Ontario Strengthening Protections for Vulnerable Workers

Ministry of Labour

Today, Bill 18, the Stronger Workplaces for a Stronger Economy Act, 2014, passed third reading with all party support in the Ontario legislature. 

The new act supports Ontario's Poverty Reduction Strategy, and is designed to further increase protections for vulnerable workers. The act will help workers by:

  • Tying future minimum wage increases to the Consumer Price Index for Ontario which will be announced by April of each year, and come into effect on Oct.1
  • Ensuring Occupational Health and Safety Act coverage for unpaid co-op students and other unpaid learners , which will give them protection under the OHSA such as the right to know about workplace hazards and the right to refuse unsafe work
  • Eliminating the $10,000 cap on the recovery of unpaid wages through Ministry of Labour orders to pay and increasing the period of recovery to two years

  • Expanding employment protections to cover all foreign employees who come to Ontario under an immigration or foreign temporary employee program
  • Holding temporary help agencies and their employer clients accountable for certain employment standards violations, such as failure to pay regular wages, overtime pay, and public holiday entitlements.
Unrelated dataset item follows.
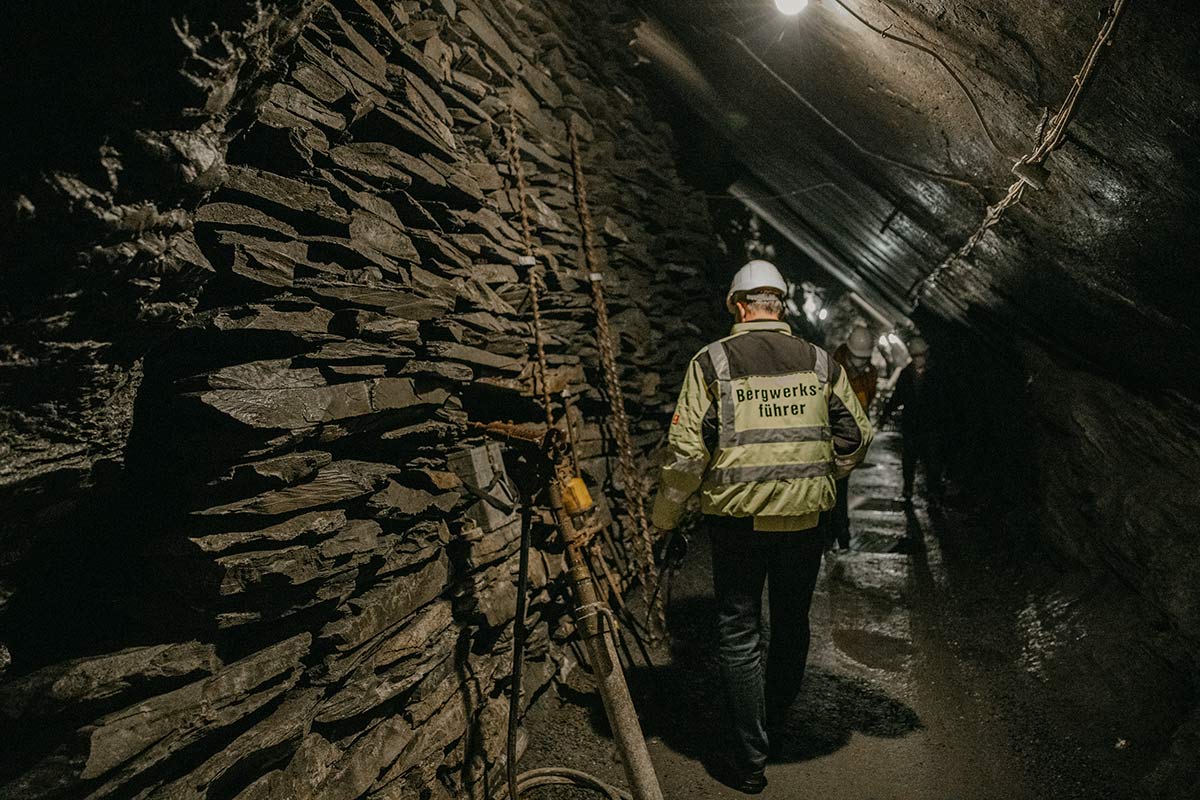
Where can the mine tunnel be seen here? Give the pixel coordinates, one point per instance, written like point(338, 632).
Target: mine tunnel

Protecting vulnerable workers and making the minimum wage fair is part of the government's economic plan for Ontario. The four-part plan is building Ontario up by investing in people's talents and skills, building new public infrastructure like roads and transit, creating a dynamic, supportive environment where business thrives, and building a secure savings plan so everyone can afford to retire.

Quick Facts

  • The act builds on the 2014 increase to minimum wage from $10.25 to $11 per hour.
  • The original version of the bill was introduced nearly a full year ago, in December 2013.
  • This new legislation acts on the recommendations of Ontario’s Minimum Wage Advisory Panel, which included business, labour, youth and anti-poverty representatives.
  • The number of temporary foreign workers in Ontario has risen from 91,000 in 2008 to 133,000 in 2013.
  • Ontario joins other provinces and territories that have set longer time limits for the recovery of wages, allowing workers more time to get the wages they are rightfully owed.
  • The new legislation builds on work reflected in recent reports such as the United Way/McMaster University “It’s More Than Poverty" report prepared by the Poverty and Employment Precarity in Southern Ontario research group and the “Vulnerable Workers and Precarious Work" report by the Law Commission of Ontario.

Background Information

Additional Resources

Quotes

Kevin Flynn

“Taking the politics out of setting the minimum wage provides fairness for workers and predictability for businesses. This legislation will also protect the most vulnerable workers and level the playing field for employers who play by the rules. These are the right steps to take; they will make Ontario a better place to work and run a business.”

Kevin Flynn

Minister of Labour

Deb Matthews

“Our government’s renewed, refocused effort to reduce poverty — Realizing Our Potential — is built around and rooted in the determination of people struggling with poverty, those who are trying to get ahead and fully participate in the communities and the province they call home. I’m proud of our government’s record on raising the minimum wage and continuing to transform social assistance too as we work to lift Ontarians out of poverty and maintain an effective social safety net for those in need.”

Deb Matthews

Deputy Premier, President of the Treasury Board and Minister Responsible for the Poverty Reduction Strategy

“Bill 18 is an important move by the Government of Ontario to protect vulnerable workers. It comes at a significant time. Research shows that almost half of all jobs in our region are now precarious: part time, temporary, or contract work. Better protection for these workers will make people and their families more stable and secure - and will promote greater economic stability for all Ontarians.”